If we weaken the premise even somewhat, however, note that the question of what sorts of motivational systems would lead to what sorts of takeover-favoring incentives becomes quite a bit more complicated. For example: if we instead say that the AI’s probability of success, if it attempts a takeover, is substantially less than ~100%, then we can no longer simply ignore the AI’s failed takeover aversion, or specify merely that it has some amount of ambition. Rather, we need to look in more detail at how bad it is, by the AI’s lights, if takeover fails; and relatedly, exactly how much it benefits, from successful takeover, relative to the best benign alternative.

For example, if the “make a single paperclip” AI’s takeover efforts had had at least a 1% chance of getting it shut down and getting its single paperclip destroyed, then “take over the world in order to check and recheck that I have in fact made a single paperclip” would seem a less appealing strategy. And “can’t fetch the coffee if you’re not god emperor” suggests similar sorts of objections.

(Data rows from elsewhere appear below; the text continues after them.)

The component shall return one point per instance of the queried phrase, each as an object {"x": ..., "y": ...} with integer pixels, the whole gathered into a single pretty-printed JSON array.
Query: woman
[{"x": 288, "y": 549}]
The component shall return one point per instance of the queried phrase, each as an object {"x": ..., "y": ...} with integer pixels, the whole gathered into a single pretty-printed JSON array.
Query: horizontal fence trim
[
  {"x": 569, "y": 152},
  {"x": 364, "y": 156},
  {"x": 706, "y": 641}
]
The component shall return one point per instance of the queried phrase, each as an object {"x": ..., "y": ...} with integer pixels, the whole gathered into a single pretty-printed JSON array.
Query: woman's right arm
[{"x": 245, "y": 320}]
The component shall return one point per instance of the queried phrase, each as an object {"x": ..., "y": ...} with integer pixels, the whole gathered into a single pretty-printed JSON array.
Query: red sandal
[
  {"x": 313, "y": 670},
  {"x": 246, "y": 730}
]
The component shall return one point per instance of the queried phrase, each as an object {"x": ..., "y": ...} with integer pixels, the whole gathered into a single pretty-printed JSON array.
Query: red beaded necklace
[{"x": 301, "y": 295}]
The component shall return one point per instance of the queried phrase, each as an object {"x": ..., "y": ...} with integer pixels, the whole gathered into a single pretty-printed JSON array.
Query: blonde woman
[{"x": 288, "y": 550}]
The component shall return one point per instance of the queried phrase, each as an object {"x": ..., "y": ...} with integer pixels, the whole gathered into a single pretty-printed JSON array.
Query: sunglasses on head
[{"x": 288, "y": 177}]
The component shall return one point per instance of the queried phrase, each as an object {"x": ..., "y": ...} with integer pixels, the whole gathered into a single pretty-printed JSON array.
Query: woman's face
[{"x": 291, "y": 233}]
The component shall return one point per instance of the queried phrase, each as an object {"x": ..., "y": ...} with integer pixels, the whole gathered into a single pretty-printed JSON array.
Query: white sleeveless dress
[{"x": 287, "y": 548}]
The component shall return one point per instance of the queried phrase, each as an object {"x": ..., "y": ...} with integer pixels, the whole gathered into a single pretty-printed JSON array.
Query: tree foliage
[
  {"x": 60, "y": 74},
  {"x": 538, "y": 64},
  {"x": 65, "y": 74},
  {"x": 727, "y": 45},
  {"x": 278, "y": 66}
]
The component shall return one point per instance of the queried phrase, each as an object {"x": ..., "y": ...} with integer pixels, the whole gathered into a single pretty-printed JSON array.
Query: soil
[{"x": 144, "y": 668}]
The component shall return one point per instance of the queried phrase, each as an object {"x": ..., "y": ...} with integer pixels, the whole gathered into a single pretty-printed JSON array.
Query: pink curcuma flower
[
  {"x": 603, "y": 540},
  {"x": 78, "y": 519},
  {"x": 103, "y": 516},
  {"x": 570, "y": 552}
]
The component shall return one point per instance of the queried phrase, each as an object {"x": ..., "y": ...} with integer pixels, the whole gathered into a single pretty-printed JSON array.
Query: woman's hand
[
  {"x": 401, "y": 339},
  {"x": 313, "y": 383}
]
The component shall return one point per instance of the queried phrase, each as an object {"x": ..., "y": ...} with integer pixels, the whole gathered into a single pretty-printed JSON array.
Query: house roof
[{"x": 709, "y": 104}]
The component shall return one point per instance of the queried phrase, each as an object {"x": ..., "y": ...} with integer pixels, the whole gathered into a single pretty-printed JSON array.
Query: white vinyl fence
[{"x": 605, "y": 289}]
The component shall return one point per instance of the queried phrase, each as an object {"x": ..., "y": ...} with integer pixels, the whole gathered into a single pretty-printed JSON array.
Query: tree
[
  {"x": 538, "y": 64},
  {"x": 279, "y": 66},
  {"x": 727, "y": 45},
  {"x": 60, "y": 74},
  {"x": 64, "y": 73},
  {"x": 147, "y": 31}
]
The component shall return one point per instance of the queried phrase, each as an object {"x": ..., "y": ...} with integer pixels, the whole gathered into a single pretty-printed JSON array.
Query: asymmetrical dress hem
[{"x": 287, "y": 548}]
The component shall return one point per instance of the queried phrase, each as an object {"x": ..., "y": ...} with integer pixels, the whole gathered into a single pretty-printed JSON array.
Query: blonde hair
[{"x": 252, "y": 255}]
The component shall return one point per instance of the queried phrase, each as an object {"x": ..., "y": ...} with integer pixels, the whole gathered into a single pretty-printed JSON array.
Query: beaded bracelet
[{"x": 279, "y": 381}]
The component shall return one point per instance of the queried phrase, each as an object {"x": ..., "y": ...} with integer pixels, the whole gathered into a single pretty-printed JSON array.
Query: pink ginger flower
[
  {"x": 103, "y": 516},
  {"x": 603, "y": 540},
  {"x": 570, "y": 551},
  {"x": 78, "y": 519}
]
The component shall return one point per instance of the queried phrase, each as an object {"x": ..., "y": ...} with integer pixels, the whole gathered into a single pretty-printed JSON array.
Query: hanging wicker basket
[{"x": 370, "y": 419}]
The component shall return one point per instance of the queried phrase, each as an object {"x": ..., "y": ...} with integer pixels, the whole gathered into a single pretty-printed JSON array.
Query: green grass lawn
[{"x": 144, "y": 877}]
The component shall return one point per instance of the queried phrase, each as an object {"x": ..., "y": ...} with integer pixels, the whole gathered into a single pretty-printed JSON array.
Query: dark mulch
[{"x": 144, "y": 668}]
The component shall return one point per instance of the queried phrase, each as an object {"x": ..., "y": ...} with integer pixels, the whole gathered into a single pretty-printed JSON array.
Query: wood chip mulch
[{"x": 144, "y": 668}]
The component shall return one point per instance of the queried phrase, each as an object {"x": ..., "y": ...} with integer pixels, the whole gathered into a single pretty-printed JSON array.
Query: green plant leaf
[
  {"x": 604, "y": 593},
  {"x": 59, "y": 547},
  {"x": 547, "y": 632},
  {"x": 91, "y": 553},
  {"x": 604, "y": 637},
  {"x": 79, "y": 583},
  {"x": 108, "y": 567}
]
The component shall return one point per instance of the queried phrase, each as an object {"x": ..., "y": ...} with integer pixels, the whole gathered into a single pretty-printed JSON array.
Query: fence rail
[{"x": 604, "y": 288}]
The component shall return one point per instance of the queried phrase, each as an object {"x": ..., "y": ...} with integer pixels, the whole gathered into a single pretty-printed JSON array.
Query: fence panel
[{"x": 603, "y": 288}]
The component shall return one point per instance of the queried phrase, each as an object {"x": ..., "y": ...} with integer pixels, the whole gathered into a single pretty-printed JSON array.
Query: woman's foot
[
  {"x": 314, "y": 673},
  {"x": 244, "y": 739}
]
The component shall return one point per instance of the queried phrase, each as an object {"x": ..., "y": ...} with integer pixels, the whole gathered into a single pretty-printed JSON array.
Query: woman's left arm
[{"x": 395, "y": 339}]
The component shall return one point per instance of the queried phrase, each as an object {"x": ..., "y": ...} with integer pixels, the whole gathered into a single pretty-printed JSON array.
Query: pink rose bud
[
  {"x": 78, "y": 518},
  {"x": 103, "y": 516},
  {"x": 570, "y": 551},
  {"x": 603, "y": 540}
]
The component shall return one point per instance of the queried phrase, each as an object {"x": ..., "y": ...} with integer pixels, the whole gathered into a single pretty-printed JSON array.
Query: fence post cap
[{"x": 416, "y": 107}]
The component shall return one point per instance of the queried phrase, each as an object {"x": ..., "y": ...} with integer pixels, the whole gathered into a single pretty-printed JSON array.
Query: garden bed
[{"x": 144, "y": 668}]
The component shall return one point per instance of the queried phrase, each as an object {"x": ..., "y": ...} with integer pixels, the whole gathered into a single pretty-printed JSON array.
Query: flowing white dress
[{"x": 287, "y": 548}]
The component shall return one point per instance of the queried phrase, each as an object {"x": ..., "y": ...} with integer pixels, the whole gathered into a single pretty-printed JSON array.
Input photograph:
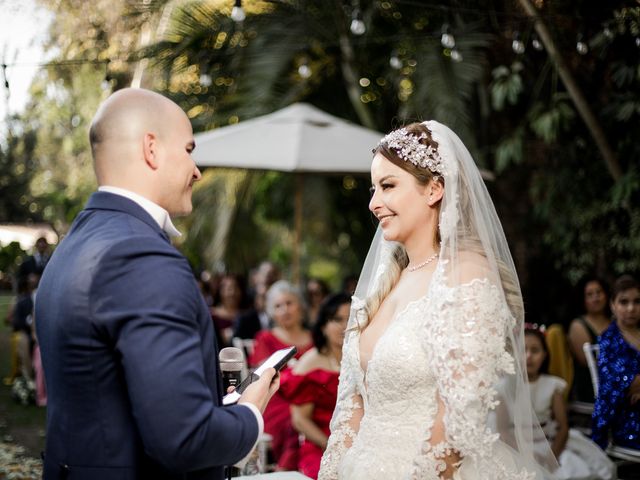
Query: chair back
[
  {"x": 560, "y": 359},
  {"x": 591, "y": 351}
]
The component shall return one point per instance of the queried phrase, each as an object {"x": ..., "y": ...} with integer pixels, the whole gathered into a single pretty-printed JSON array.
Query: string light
[
  {"x": 4, "y": 75},
  {"x": 205, "y": 80},
  {"x": 447, "y": 40},
  {"x": 357, "y": 24},
  {"x": 304, "y": 70},
  {"x": 517, "y": 45},
  {"x": 394, "y": 61},
  {"x": 237, "y": 13}
]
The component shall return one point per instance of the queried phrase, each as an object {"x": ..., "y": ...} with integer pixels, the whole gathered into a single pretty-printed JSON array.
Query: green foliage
[
  {"x": 513, "y": 111},
  {"x": 506, "y": 86},
  {"x": 510, "y": 151}
]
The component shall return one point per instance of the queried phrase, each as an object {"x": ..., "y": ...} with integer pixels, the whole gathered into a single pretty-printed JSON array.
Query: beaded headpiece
[{"x": 409, "y": 148}]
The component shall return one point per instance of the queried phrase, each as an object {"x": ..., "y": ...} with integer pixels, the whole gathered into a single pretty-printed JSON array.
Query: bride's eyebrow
[{"x": 385, "y": 178}]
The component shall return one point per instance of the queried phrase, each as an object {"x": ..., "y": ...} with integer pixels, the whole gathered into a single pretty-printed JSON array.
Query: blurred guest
[
  {"x": 22, "y": 321},
  {"x": 227, "y": 306},
  {"x": 205, "y": 283},
  {"x": 586, "y": 329},
  {"x": 286, "y": 307},
  {"x": 579, "y": 457},
  {"x": 316, "y": 291},
  {"x": 312, "y": 387},
  {"x": 616, "y": 414},
  {"x": 34, "y": 264},
  {"x": 249, "y": 323}
]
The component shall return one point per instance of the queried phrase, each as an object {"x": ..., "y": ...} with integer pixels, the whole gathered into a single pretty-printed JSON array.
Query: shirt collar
[{"x": 159, "y": 214}]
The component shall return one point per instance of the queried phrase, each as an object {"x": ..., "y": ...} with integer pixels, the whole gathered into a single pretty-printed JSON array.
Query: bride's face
[{"x": 398, "y": 201}]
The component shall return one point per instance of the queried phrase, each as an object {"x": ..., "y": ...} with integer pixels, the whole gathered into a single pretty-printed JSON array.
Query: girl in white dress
[
  {"x": 579, "y": 457},
  {"x": 436, "y": 324}
]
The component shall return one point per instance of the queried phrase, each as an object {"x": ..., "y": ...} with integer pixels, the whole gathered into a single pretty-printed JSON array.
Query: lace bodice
[{"x": 450, "y": 346}]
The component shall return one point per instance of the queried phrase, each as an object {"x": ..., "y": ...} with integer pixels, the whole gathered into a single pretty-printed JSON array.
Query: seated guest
[
  {"x": 579, "y": 457},
  {"x": 586, "y": 329},
  {"x": 227, "y": 306},
  {"x": 287, "y": 309},
  {"x": 312, "y": 386},
  {"x": 248, "y": 324},
  {"x": 616, "y": 414}
]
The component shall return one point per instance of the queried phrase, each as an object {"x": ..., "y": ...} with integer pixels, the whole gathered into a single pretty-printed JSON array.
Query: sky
[{"x": 23, "y": 29}]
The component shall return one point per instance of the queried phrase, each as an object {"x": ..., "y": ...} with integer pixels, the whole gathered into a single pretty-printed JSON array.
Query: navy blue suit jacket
[{"x": 129, "y": 355}]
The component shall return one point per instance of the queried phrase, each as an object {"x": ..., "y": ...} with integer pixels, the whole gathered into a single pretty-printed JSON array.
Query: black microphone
[{"x": 231, "y": 364}]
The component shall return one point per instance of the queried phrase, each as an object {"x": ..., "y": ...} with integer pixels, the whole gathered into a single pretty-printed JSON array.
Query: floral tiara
[{"x": 409, "y": 148}]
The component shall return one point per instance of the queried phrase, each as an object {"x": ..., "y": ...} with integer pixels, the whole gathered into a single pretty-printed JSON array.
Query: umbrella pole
[{"x": 299, "y": 188}]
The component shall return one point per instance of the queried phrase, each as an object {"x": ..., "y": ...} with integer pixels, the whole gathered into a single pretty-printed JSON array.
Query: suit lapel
[{"x": 111, "y": 201}]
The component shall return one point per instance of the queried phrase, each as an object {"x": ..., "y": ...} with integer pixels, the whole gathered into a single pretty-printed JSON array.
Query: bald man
[{"x": 127, "y": 342}]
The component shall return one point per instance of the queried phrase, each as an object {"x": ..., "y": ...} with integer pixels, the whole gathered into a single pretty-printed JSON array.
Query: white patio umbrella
[{"x": 299, "y": 138}]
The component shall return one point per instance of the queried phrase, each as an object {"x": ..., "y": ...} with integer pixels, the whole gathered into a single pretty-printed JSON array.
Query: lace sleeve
[
  {"x": 349, "y": 410},
  {"x": 467, "y": 339}
]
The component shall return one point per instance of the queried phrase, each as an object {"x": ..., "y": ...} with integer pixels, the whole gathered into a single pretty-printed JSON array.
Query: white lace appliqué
[{"x": 445, "y": 349}]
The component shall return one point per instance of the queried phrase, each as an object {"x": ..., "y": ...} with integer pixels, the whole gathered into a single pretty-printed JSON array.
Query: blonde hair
[{"x": 472, "y": 242}]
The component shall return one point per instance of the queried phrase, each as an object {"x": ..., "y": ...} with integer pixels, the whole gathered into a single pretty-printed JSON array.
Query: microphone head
[{"x": 231, "y": 359}]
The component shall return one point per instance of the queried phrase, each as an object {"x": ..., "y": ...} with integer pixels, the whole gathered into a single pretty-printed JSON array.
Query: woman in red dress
[
  {"x": 312, "y": 386},
  {"x": 286, "y": 307}
]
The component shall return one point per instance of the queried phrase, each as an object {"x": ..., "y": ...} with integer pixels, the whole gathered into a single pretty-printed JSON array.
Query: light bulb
[
  {"x": 447, "y": 40},
  {"x": 237, "y": 14},
  {"x": 536, "y": 43},
  {"x": 304, "y": 71},
  {"x": 205, "y": 80},
  {"x": 395, "y": 62},
  {"x": 517, "y": 45},
  {"x": 581, "y": 46}
]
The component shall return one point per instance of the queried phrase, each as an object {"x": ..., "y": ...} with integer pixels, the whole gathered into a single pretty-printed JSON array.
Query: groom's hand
[{"x": 260, "y": 392}]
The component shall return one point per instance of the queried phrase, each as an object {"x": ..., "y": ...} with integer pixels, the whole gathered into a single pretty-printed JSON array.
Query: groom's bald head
[{"x": 121, "y": 122}]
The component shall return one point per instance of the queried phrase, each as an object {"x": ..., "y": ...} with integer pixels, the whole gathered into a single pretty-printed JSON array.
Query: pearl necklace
[{"x": 425, "y": 263}]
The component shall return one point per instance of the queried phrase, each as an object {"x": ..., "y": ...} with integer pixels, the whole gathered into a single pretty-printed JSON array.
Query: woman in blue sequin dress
[{"x": 616, "y": 415}]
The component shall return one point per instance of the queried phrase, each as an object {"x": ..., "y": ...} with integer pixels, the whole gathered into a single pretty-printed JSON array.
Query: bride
[{"x": 436, "y": 323}]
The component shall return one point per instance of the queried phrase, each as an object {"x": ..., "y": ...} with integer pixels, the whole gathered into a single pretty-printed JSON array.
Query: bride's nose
[{"x": 374, "y": 203}]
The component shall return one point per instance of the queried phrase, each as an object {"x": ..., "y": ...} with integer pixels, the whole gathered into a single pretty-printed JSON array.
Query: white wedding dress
[
  {"x": 429, "y": 388},
  {"x": 449, "y": 344}
]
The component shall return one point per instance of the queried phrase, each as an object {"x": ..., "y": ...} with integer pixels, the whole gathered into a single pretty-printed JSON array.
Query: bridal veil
[{"x": 487, "y": 427}]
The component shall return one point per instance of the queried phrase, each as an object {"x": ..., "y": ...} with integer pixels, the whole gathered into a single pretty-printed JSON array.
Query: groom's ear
[
  {"x": 150, "y": 150},
  {"x": 435, "y": 190}
]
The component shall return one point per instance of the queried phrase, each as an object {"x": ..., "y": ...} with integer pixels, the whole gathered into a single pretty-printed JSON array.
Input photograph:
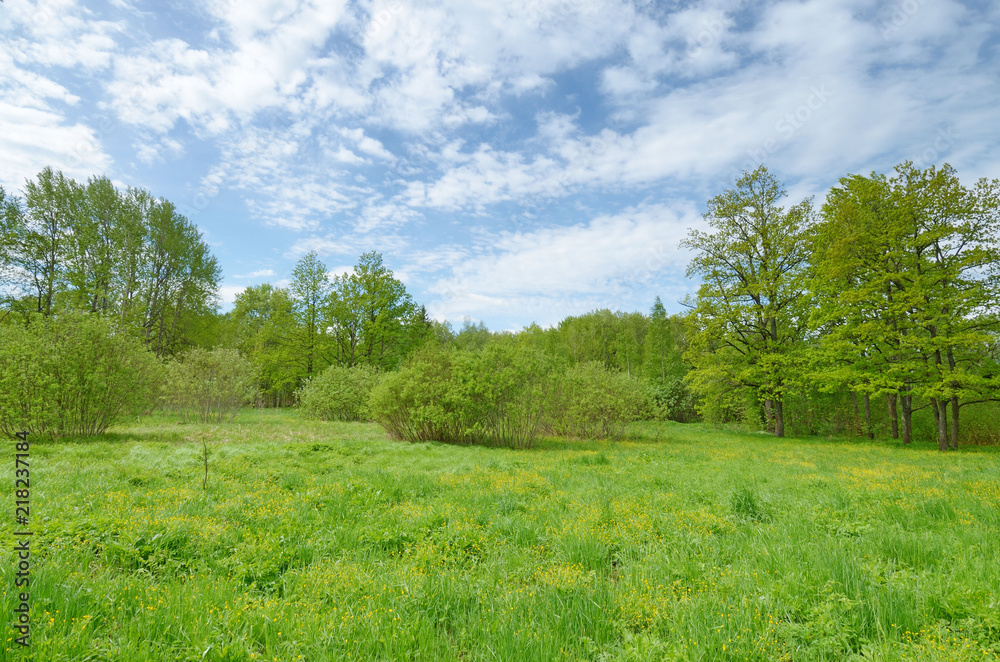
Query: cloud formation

And similarly, if we assume that the AI does not, in fact, have an extremely wide variety of paths to takeover available, but rather can only take over via certain specific mechanisms like hacking data centers, lying to humans, etc, then it becomes less clear that the AI in question can just “route around” whatever inhibitions it has re: various paths to takeover. Or put another way: it becomes easier to “block” the relevant “neighbors.” Of course, in order to do this you need to be suitably able to give the AI system any inhibitions that might count against a given path towards takeover (e.g., inhibitions related to deception, harming humans, etc). But at least in certain cases, it seems possible that fairly imprecise degrees of motivational shaping (e.g., the type at stake in an AI’s negative reinforcement for paradigmatic forms of problematic behavior) would be adequate in this respect.

Indeed, I find it somewhat notable that high-level arguments for AI risk rarely attend in detail to the specific structure of an AI’s motivational system, or to the sorts of detailed trade-offs a not-yet-arbitrarily-powerful-AI might face in deciding whether to engage in a given sort of problematic power-seeking.^[15] The argument, rather, tends to move quickly from abstract properties like “goal-directedness,” “coherence,” and “consequentialism,” to an invocation of “instrumental convergence,” to the assumption that of course the rational strategy for the AI will be to try to take over the world. But even for an AI system that estimates some reasonable probability of success at takeover if it goes for it, the strategic calculus may be substantially more complex. And part of why I like the framework above is that it highlights this complexity.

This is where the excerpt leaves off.